In the code sample above we didn’t use BertConfig, and instead loaded a pretrained model via the bert-base-cased identifier. This is a model checkpoint that was trained by the authors of BERT themselves; you can find more details about it in its model card.

This model is now initialized with all the weights of the checkpoint. It can be used directly for inference on the tasks it was trained on, and it can also be fine-tuned on a new task. By training with pretrained weights rather than from scratch, we can quickly achieve good results.

The weights have been downloaded and cached (so future calls to the from_pretrained() method won’t re-download them) in the cache folder, which defaults to ~/.cache/huggingface/transformers. You can customize your cache folder by setting the HF_HOME environment variable.

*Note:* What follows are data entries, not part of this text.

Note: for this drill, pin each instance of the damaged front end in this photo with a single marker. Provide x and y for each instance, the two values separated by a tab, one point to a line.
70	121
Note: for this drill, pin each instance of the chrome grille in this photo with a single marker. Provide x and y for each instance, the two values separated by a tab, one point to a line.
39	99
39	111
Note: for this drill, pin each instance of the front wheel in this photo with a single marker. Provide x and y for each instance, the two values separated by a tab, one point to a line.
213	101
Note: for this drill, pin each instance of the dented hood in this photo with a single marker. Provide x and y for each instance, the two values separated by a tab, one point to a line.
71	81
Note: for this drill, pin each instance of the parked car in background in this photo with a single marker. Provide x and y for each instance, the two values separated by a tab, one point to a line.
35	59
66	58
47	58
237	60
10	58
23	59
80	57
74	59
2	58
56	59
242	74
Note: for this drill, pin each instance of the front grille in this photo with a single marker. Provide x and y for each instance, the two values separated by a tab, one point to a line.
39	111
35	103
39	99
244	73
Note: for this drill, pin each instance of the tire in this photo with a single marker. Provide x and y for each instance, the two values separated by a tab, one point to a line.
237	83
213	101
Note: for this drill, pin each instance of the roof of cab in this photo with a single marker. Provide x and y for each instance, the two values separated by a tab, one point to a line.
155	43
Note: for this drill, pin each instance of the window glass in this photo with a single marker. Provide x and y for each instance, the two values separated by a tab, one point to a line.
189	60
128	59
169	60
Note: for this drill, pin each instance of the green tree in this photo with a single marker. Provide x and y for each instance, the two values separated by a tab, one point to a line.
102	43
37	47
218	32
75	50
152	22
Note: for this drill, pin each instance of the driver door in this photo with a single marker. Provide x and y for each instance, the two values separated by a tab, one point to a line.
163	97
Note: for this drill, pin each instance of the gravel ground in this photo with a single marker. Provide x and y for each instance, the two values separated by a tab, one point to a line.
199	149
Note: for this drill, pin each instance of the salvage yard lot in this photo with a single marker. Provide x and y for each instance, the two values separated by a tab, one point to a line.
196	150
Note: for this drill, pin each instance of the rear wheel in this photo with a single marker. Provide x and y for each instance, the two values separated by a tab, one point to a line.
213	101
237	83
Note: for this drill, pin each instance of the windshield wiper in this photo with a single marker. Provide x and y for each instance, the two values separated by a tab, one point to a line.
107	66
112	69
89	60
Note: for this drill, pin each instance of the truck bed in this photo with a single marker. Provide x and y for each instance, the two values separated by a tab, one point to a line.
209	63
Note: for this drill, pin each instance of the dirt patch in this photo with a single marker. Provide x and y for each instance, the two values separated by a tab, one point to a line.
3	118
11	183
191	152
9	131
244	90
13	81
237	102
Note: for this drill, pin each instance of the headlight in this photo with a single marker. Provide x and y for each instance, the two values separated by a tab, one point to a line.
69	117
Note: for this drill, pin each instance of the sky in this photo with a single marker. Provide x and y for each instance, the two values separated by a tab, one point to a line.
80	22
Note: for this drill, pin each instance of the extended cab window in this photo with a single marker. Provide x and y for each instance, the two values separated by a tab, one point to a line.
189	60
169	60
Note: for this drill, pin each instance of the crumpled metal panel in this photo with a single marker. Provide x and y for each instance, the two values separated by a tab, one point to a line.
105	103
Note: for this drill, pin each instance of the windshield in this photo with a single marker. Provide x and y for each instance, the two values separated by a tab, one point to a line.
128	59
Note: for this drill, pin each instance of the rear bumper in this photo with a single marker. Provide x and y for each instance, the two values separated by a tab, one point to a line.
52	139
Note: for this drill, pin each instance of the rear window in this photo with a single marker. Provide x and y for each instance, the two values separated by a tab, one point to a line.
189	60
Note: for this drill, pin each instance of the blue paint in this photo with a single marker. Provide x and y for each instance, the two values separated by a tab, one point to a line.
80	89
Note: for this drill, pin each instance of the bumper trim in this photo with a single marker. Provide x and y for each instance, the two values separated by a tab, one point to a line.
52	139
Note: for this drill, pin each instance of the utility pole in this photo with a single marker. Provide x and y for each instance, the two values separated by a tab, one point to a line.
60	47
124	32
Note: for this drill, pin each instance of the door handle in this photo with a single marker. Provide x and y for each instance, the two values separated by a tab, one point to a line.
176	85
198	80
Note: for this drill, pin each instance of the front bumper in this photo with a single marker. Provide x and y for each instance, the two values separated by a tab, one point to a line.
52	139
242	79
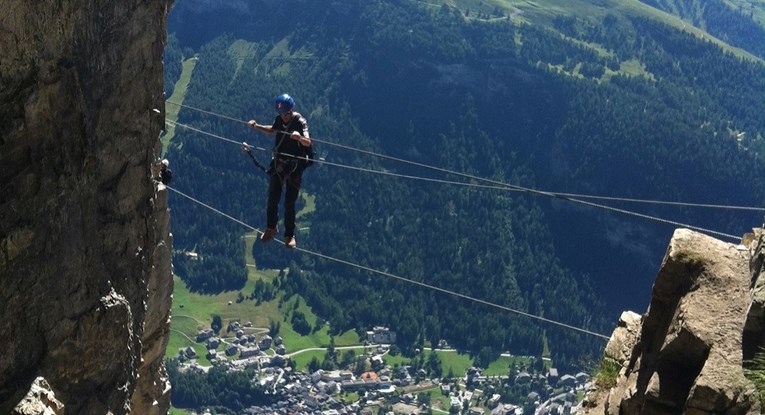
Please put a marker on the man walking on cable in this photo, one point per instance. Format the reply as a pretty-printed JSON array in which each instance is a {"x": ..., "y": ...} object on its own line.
[{"x": 292, "y": 153}]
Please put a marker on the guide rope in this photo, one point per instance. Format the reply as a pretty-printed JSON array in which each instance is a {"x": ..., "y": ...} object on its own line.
[
  {"x": 498, "y": 186},
  {"x": 400, "y": 278}
]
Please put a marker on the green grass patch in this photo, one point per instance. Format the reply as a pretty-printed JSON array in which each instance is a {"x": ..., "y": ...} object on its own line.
[
  {"x": 607, "y": 373},
  {"x": 456, "y": 362},
  {"x": 179, "y": 94}
]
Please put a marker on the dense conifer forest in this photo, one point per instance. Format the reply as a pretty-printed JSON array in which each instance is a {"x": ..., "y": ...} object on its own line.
[{"x": 619, "y": 106}]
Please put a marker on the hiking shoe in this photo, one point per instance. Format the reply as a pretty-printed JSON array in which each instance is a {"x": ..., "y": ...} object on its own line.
[{"x": 268, "y": 235}]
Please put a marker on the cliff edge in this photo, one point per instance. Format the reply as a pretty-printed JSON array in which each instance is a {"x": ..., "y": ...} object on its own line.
[
  {"x": 687, "y": 353},
  {"x": 84, "y": 230}
]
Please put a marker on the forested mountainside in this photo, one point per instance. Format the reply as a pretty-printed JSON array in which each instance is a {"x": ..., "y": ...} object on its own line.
[
  {"x": 740, "y": 23},
  {"x": 618, "y": 105}
]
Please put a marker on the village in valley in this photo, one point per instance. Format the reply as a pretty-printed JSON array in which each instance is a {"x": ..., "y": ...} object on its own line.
[{"x": 380, "y": 388}]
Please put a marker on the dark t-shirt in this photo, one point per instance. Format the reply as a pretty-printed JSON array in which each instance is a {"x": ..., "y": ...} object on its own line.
[{"x": 283, "y": 143}]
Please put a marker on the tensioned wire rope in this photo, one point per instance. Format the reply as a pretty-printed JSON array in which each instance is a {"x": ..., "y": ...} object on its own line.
[
  {"x": 497, "y": 186},
  {"x": 400, "y": 278}
]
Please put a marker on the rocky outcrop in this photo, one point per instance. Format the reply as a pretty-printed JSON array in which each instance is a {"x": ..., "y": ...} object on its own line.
[
  {"x": 686, "y": 354},
  {"x": 84, "y": 234}
]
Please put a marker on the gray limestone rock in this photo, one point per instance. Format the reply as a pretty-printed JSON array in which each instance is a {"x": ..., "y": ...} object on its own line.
[{"x": 84, "y": 231}]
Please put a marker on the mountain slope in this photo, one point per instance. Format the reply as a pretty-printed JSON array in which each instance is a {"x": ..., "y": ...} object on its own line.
[{"x": 621, "y": 105}]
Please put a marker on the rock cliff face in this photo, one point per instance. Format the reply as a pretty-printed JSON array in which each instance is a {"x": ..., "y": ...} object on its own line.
[
  {"x": 687, "y": 353},
  {"x": 84, "y": 230}
]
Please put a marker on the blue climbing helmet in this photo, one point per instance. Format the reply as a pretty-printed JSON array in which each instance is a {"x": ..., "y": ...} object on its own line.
[{"x": 284, "y": 104}]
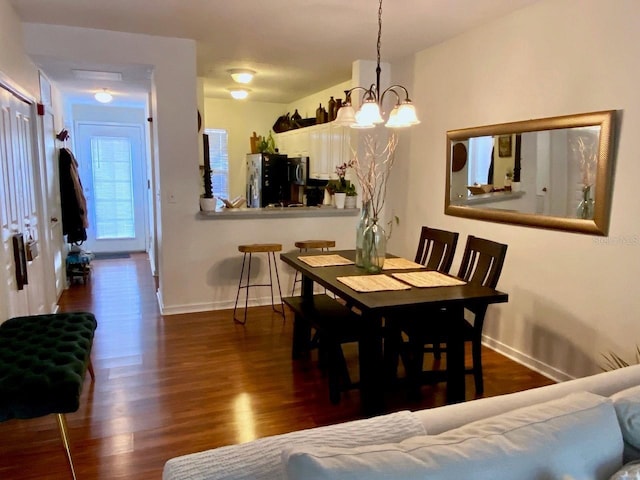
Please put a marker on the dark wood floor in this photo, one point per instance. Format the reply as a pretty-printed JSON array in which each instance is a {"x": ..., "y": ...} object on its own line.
[{"x": 168, "y": 386}]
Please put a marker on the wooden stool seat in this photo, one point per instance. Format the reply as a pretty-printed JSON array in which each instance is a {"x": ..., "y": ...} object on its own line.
[
  {"x": 260, "y": 248},
  {"x": 306, "y": 244},
  {"x": 270, "y": 249}
]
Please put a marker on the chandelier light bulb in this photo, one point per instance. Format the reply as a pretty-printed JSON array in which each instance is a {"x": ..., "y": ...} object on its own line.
[
  {"x": 242, "y": 75},
  {"x": 103, "y": 96}
]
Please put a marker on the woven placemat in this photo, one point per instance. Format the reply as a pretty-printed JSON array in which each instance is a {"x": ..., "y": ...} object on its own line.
[
  {"x": 428, "y": 279},
  {"x": 372, "y": 283},
  {"x": 325, "y": 260},
  {"x": 399, "y": 264}
]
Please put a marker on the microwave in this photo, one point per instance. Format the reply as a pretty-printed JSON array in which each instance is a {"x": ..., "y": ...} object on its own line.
[{"x": 298, "y": 170}]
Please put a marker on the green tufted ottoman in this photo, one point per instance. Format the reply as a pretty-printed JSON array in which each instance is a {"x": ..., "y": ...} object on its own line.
[{"x": 43, "y": 361}]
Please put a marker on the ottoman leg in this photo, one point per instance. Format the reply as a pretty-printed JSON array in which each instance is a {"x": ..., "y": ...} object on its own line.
[{"x": 62, "y": 424}]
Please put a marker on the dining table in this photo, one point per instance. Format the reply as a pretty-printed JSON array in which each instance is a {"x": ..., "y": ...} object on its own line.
[{"x": 409, "y": 302}]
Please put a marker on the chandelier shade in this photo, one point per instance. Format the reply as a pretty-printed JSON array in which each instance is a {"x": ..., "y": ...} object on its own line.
[{"x": 371, "y": 112}]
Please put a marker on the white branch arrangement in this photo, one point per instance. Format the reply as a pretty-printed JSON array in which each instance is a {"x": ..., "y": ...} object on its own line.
[
  {"x": 586, "y": 152},
  {"x": 374, "y": 169}
]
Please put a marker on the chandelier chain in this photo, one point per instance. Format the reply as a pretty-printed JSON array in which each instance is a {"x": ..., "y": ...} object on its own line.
[{"x": 379, "y": 31}]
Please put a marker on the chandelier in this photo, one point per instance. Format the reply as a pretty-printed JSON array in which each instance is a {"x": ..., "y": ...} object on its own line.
[{"x": 369, "y": 114}]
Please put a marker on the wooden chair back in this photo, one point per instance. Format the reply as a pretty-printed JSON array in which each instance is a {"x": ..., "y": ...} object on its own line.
[
  {"x": 436, "y": 249},
  {"x": 482, "y": 261}
]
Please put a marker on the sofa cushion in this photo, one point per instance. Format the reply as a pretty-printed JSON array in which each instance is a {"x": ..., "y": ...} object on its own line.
[
  {"x": 576, "y": 436},
  {"x": 630, "y": 471},
  {"x": 261, "y": 458},
  {"x": 627, "y": 405}
]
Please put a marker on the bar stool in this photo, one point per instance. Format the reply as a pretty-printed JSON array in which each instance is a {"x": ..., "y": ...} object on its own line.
[
  {"x": 269, "y": 249},
  {"x": 305, "y": 246}
]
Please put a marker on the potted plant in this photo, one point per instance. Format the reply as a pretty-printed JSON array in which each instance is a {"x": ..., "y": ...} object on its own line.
[
  {"x": 341, "y": 185},
  {"x": 352, "y": 196},
  {"x": 207, "y": 200}
]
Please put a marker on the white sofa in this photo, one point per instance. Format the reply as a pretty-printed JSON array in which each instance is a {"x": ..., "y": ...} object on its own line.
[{"x": 587, "y": 428}]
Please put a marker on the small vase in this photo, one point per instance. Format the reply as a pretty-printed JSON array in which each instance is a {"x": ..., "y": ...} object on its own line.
[
  {"x": 374, "y": 246},
  {"x": 363, "y": 223},
  {"x": 585, "y": 207},
  {"x": 208, "y": 204}
]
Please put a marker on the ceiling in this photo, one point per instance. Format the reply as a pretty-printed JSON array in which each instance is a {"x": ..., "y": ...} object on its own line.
[{"x": 297, "y": 47}]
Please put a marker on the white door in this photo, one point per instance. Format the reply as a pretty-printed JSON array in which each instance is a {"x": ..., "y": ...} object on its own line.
[
  {"x": 112, "y": 171},
  {"x": 19, "y": 205}
]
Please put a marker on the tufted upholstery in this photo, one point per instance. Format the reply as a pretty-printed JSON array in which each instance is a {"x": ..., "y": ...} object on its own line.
[{"x": 43, "y": 360}]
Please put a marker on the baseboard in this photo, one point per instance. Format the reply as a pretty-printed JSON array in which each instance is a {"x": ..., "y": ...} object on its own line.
[
  {"x": 210, "y": 306},
  {"x": 526, "y": 360}
]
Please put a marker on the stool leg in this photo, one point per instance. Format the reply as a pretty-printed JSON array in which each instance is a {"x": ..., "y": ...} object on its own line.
[
  {"x": 62, "y": 425},
  {"x": 91, "y": 372},
  {"x": 275, "y": 266},
  {"x": 244, "y": 257}
]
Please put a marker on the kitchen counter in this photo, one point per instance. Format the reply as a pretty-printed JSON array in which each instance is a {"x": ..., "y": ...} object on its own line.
[{"x": 277, "y": 212}]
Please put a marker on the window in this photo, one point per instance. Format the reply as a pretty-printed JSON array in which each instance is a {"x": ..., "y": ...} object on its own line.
[{"x": 219, "y": 160}]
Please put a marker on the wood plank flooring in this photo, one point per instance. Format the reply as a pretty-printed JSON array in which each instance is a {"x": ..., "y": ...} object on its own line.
[{"x": 168, "y": 386}]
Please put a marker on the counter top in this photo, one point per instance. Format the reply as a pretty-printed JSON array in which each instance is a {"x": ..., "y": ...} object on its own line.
[{"x": 277, "y": 212}]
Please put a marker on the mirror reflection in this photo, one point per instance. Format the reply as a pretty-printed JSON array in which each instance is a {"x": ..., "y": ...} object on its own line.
[{"x": 552, "y": 173}]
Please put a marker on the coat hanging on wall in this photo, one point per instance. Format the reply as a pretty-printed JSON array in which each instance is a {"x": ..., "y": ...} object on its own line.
[{"x": 73, "y": 201}]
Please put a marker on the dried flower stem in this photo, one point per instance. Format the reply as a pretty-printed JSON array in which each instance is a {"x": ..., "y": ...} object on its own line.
[{"x": 374, "y": 169}]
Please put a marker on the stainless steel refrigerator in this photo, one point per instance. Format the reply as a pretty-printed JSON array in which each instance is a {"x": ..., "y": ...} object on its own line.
[{"x": 267, "y": 180}]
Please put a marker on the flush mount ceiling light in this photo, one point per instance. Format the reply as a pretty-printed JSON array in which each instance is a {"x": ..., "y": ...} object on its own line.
[
  {"x": 242, "y": 75},
  {"x": 103, "y": 96},
  {"x": 239, "y": 93},
  {"x": 369, "y": 114}
]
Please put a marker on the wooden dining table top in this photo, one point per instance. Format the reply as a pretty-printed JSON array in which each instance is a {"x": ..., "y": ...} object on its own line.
[{"x": 392, "y": 301}]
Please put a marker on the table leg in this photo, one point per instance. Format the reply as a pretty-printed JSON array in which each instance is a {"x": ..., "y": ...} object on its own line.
[
  {"x": 371, "y": 367},
  {"x": 301, "y": 327},
  {"x": 455, "y": 356}
]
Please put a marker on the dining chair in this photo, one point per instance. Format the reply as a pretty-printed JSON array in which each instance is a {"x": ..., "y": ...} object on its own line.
[
  {"x": 481, "y": 264},
  {"x": 436, "y": 249}
]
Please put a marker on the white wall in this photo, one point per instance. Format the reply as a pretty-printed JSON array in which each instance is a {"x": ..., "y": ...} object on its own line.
[
  {"x": 175, "y": 135},
  {"x": 571, "y": 296}
]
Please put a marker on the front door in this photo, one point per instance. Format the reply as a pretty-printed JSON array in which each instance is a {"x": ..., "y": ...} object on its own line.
[
  {"x": 19, "y": 207},
  {"x": 112, "y": 171}
]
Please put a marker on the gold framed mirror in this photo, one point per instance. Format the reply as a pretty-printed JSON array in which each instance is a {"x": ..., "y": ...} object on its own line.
[{"x": 551, "y": 173}]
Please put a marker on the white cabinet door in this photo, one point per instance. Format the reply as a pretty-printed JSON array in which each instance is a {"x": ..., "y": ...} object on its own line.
[{"x": 320, "y": 151}]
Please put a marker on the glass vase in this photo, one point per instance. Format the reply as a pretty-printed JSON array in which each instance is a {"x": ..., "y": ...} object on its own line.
[
  {"x": 585, "y": 207},
  {"x": 363, "y": 222},
  {"x": 374, "y": 246}
]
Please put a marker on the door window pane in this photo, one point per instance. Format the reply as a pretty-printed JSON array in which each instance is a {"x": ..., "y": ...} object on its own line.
[
  {"x": 219, "y": 160},
  {"x": 112, "y": 172}
]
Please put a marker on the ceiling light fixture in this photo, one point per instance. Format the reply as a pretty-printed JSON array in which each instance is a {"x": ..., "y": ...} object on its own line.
[
  {"x": 103, "y": 96},
  {"x": 369, "y": 114},
  {"x": 239, "y": 93},
  {"x": 242, "y": 75}
]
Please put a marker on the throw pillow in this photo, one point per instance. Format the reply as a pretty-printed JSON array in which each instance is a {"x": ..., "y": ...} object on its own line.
[
  {"x": 627, "y": 405},
  {"x": 573, "y": 437},
  {"x": 261, "y": 458}
]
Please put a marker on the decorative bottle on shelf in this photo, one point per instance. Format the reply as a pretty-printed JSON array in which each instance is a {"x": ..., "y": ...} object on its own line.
[
  {"x": 332, "y": 109},
  {"x": 363, "y": 222},
  {"x": 320, "y": 114},
  {"x": 585, "y": 207}
]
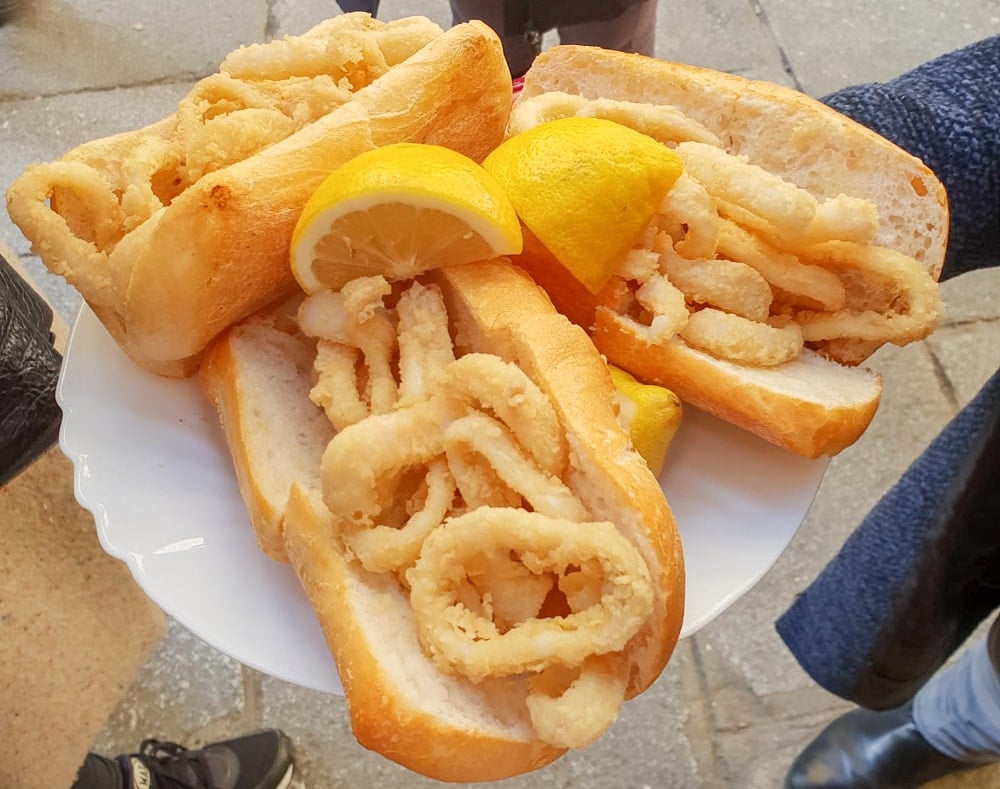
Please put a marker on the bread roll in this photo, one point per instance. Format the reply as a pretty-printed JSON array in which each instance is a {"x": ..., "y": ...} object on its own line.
[
  {"x": 402, "y": 703},
  {"x": 819, "y": 402},
  {"x": 168, "y": 258}
]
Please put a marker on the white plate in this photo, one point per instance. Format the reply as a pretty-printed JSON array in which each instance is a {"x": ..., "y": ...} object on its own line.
[{"x": 151, "y": 464}]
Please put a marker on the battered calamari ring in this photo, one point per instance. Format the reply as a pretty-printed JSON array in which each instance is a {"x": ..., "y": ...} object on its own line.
[
  {"x": 385, "y": 548},
  {"x": 467, "y": 642},
  {"x": 489, "y": 383},
  {"x": 580, "y": 707},
  {"x": 487, "y": 437},
  {"x": 358, "y": 462}
]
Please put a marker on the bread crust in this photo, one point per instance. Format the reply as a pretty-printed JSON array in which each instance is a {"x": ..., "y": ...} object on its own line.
[
  {"x": 218, "y": 251},
  {"x": 257, "y": 375},
  {"x": 805, "y": 142},
  {"x": 505, "y": 313},
  {"x": 389, "y": 712},
  {"x": 782, "y": 130},
  {"x": 401, "y": 704}
]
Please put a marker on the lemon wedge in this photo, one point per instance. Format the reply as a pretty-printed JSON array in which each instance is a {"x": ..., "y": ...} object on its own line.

The identifier used to load the model can be the identifier of any model on the Model Hub, as long as it is compatible with the BERT architecture. The entire list of available BERT checkpoints can be found here.

In [14]:
model.save_pretrained("./savedModel/bert-base-cased")
#This saves two files to your disk:

If you take a look at the config.json file, you’ll recognize the attributes necessary to build the model architecture. This file also contains some metadata, such as where the checkpoint originated and what 🤗 Transformers version you were using when you last saved the checkpoint.

The pytorch_model.bin file is known as the state dictionary; it contains all your model’s weights. The two files go hand in hand; the configuration is necessary to know your model’s architecture, while the model weights are your model’s parameters.